Точно нарисованы им облики таких разных поэтов, как Евг. Евтушенко и К. Ваншенкин. Чуть выпрямлен Леонид Мартынов – здесь без вторжения в русский футуризм, в теорию ЛЕФа, пожалуй, концы с концами не сведешь. Но справедливо пишет о нем автор: «Его артистизм, усложненная метафоричность, широкое использование условности в соединении с разговорно-бытовыми интонациями и лексикой порою создают впечатление рационалистического эксперимента. Не сразу в таких случаях удается «зиять, вернее, почувствовать, что эмоциональная пружина стиха как раз и заключена в движении мысли, в углублении поэтического подтекста, она скрыта внутри, эта пружина, но ведь она подталкивает мысль, торопит ее, и только смысловая насыщенность строки, образа не дает прорваться чувству. Энергия мысли идет от энергии чувства, которое выражено всегда более скрыто, более опосредованно, чем образ, идея, мысль».
Справедливы слова о Евг. Евтушенко: «В характере Евтушенко отчетливо проступает стремление искать и находить обострение сюжета, обострение конфликта. Но для этого надо больше видеть, больше знать, и он идет в людные места, в парижские кафе, эти маленькие парламенты, где также кипят споры, сталкиваются мнения, «где заседает Франция!».
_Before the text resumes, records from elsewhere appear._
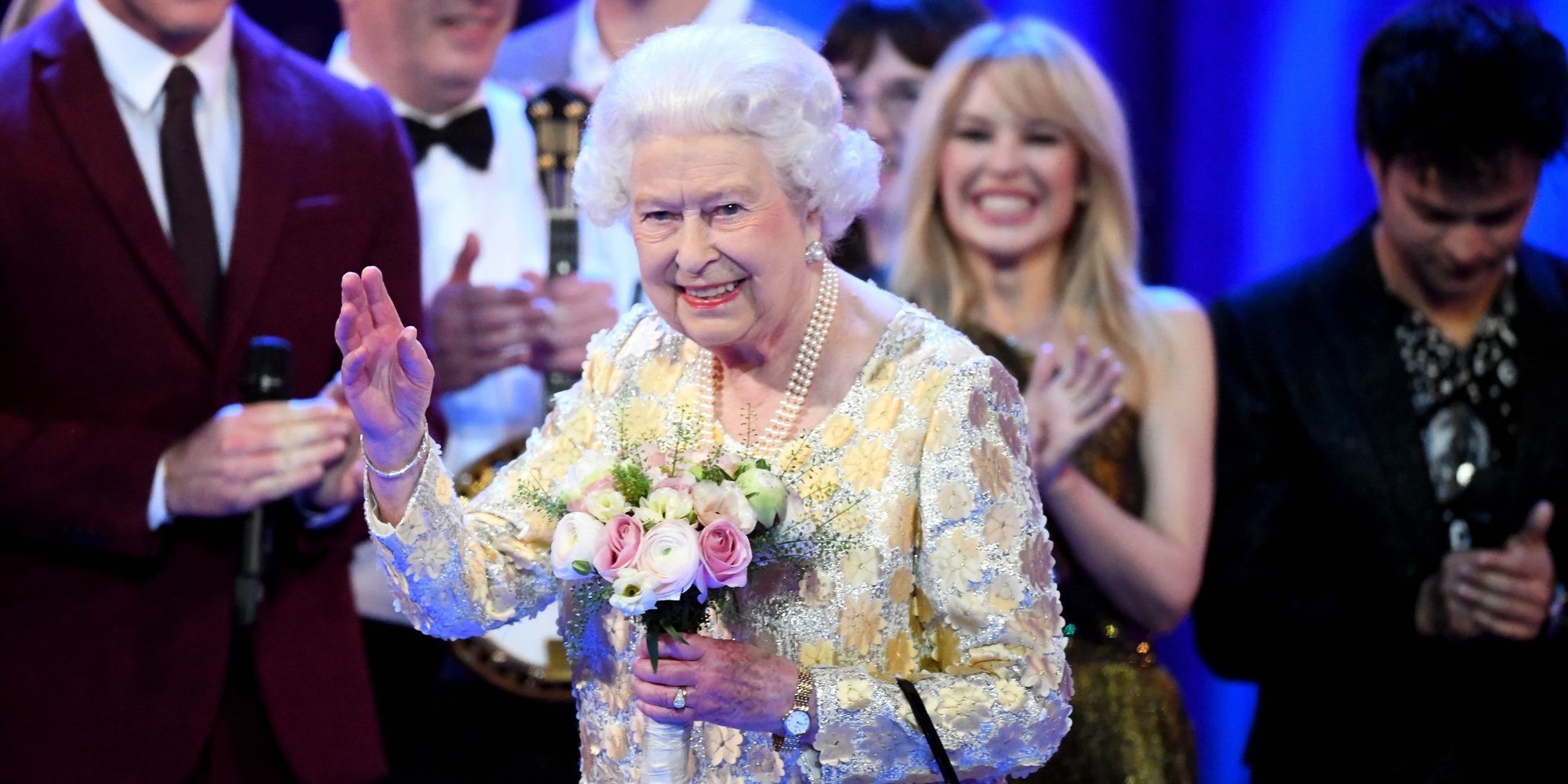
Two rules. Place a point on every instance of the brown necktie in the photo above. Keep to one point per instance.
(186, 186)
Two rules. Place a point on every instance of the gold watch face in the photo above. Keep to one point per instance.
(797, 722)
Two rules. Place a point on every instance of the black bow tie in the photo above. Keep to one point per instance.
(468, 137)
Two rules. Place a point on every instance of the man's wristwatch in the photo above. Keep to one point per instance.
(799, 719)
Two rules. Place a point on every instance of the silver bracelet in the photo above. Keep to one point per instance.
(424, 449)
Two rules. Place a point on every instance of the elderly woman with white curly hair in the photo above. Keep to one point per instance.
(724, 148)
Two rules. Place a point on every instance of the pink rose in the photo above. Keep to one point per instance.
(623, 537)
(670, 557)
(727, 553)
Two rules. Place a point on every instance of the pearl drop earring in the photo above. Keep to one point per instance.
(816, 253)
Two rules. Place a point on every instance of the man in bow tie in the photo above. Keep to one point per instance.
(192, 184)
(496, 324)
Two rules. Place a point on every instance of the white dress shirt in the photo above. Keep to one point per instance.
(137, 70)
(506, 209)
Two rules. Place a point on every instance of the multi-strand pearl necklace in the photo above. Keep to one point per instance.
(800, 379)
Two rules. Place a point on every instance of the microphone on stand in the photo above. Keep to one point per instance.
(267, 376)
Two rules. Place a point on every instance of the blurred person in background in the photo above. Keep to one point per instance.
(197, 186)
(1393, 438)
(21, 13)
(496, 325)
(882, 53)
(1022, 230)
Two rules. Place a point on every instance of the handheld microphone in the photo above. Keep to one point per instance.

Рельефно очерчен образ К. Ваншенкина – и в статье о нем, и в книге. Верно сказано о реализме этого поэта и о философских аспектах его лирики: Ваншенкин «не выдумывает, любовных драм, если их нет, он не усложняет отношений любящих, если в них царит взаимопонимание, он не нагнетает страстей, если нет к этому повода. Более всего ему дорога гармония в отношениях любящих. В этом состоянии внешнего покоя, похожести и однообразия он ищет и находит свои нюансы, свои неповторимые (ведь каждая любовь неповторима!) внутренние мотивы, свою психологическую окраску».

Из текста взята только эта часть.